I do believe, here in Ladysmith, we just experienced a very minor earthquake. Just a tremor but .. wooo ...

rushes off to check my abode wasn't hit by a small car or a tree .. or something.,,,

( Posted by: Pen [Member] On: February 15, 2011 )

Yes!
Just confirmed on CBC radio .. small earthquake reports flooding into the newsroom. You heard it here first folks! I'm so excited! Silly me!

( Posted by: Pen [Member] On: February 15, 2011 )

back on topic!
heh heh heh ... too funny

Lucie, it's not like I think in villanelles .. but I do recognize my affinity to rhyme comes naturally into my writing no matter what I'm doing. I'll catch it after I'm finished a sentence and it's a source of .. wonder[?] for me. A delight. I'm not the only at LitOrg who does this as far as I can tell.

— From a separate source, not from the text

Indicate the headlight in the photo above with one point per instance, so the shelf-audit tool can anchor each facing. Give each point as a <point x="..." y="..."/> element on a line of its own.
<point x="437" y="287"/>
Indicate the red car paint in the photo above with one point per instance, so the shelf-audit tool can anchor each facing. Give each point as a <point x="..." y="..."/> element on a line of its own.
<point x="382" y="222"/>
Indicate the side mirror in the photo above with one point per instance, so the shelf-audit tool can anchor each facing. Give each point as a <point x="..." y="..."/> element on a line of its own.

( Posted by: Pen [Member] On: February 15, 2011 )

Stop drop and roll
Small earthquakes are the norm here in SoCal. To paraphrase Dr. Frankenfurter, they're good for releasing tension.

( Posted by: toscano [Member] On: February 15, 2011 )

Da cat got fat eatin up a rat
Well okay i guess I gotta write us some decent Vilavovas just to show you guys up. How many rimes do I need?

( Posted by: veebdosa [Member] On: February 15, 2011 )

hacked-villanelles
I hope this formats right -


Hacked

elephants are running loose in the parking lot
circus clowns scare the hell out of old crones and black cats
mother goose and her geese lay their eggs in a golden pot

the juggler juggles; while the sniper shoots and marks his shot
barkers freaks and acrobats get ready to fleece the flock
elephants are running loose in the parking lot

the necromancer freezes the body before it starts to smell and rot
monks and assassins hunt for the monkey king and his singing apes
mother goose and her geese lay their eggs in a golden pot

shallow graves and leaky coffins do not make good cemetery plots
in a fit of rage Loki, the dancing lion has eaten Odin, the lion tamer
elephants are running loose in the parking lot

angels play in clouds while demons piss in the mud, dirty, thirsty and hot
jack and jill ran down the hill with the itsy bitsy spider right behind them
mother goose and her geese lay their eggs in a golden pot

virtual reality is a cooked up virus created by hackers and their computer bots
if you can’t ask alice then who can you ask; surely not the caterpillar?
elephants are running loose in the parking lot
mother goose and her geese lay their eggs in a golden pot





( Posted by: TheRedCockRoach [Member] On: February 15, 2011 )

er .. um .. Bob?
While I noticed that you followed the repeating lines the middle line of a villanelle tercet is also supposed to rhyme with the previous middle line. I'll wager you'll easily be able to wrestle the middle lines into rhyming harmony. Perhaps I wasn't clear enough in my article?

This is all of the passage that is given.